LA MAPPA DEI DISSIDENTI. Nella mappa delle Regioni, a guidare la compagine dei 'dissidenti' è il Lazio, che conta oltre mille utenti (1.095) alla nuova start up. La maggior parte arriva, come è facile immaginare, dalla provincia di Roma (923). Poi vengono la Lombardia (844) e, distanziato, il Veneto (472). Seguono sopra quota 300 il Piemonte (384), la Toscana (380), la Puglia (326) e, la Campania (320). Al momento Soundreef gestisce i diritti su oltre 150 mila brani utilizzati da utenti in Italia e nel mondo. Ma in questi numeri non sono ancora inclusi D'Alessio, Fedez e altri artisti iscritti di recente, per i quali l'attività potrà essere avviata ufficialmente dal 1 gennaio 2017.

Le accuse incrociate: «campagna acquisti» contro «rendite di posizione»

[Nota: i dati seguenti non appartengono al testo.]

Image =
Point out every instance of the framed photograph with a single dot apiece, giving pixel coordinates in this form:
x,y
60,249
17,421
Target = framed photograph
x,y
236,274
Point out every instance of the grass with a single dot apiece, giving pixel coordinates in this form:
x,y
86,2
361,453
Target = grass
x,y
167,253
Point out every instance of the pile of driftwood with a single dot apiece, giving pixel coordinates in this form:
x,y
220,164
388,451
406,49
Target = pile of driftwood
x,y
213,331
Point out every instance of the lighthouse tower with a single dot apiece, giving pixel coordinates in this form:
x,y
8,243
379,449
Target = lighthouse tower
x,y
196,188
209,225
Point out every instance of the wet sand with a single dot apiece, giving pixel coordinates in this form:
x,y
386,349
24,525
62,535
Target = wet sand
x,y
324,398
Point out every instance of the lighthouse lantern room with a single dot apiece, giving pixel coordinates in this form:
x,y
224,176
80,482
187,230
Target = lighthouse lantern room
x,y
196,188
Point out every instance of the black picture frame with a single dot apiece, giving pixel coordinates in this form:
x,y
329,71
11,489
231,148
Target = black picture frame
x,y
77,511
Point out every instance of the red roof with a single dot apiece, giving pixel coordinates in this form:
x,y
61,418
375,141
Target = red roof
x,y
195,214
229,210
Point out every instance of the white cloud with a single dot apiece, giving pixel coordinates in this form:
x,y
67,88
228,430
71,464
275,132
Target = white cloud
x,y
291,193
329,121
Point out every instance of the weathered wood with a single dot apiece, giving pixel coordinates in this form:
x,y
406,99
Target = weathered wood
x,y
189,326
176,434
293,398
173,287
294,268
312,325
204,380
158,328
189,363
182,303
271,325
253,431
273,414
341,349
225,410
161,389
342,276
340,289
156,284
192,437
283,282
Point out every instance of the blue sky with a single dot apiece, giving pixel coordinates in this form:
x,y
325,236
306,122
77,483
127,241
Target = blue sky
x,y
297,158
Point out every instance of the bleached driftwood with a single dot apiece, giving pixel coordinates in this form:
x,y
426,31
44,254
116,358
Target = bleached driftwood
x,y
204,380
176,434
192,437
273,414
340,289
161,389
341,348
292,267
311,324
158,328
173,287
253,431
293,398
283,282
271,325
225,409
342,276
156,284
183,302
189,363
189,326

A maggio quando d'Alessio aveva annunciato la scelta di abbandonare la Siae, la società aveva pubblicato un comunicato in cui spiegava che Soundreef stava portando avanti una campagna acquisti per attirare a sé gli artisti italiani a suon di pagamenti. «Siae è un'associazione senza scopo di lucro che tutela il diritto d' autore di tutti i suoi associati senza alcuna discriminazione tra artisti popolari o meno popolari, giovani o meno giovani in tutti i settori della cultura, e non può permettersi di ingaggiare con una campagna acquisti singoli artisti, cosa che ci risulta stia facendo Soundreef», era scritto nella nota diramata dalla società.
«INGAGGI PAGATI». «Abbiamo anche delle perplessità su quanto questo tipo di approccio possa essere continuativo nel tempo perché, a meno che Soundreef abbia fondi illimitati, che Siae sicuramente non ha, è evidente che una volta ingaggiati 5, 10, 20 artisti appare complicato che possa mantenere un modello di business adeguato per la tutela dei diritti di tutti gli autori».
Soundreef, invece, ha scritto anche al presidente del consiglio Matteo Renzi per chiedere la liberalizzazione e la fine del monopolio Siae, che favorisce solo «vecchi privilegi e rendite di posizione».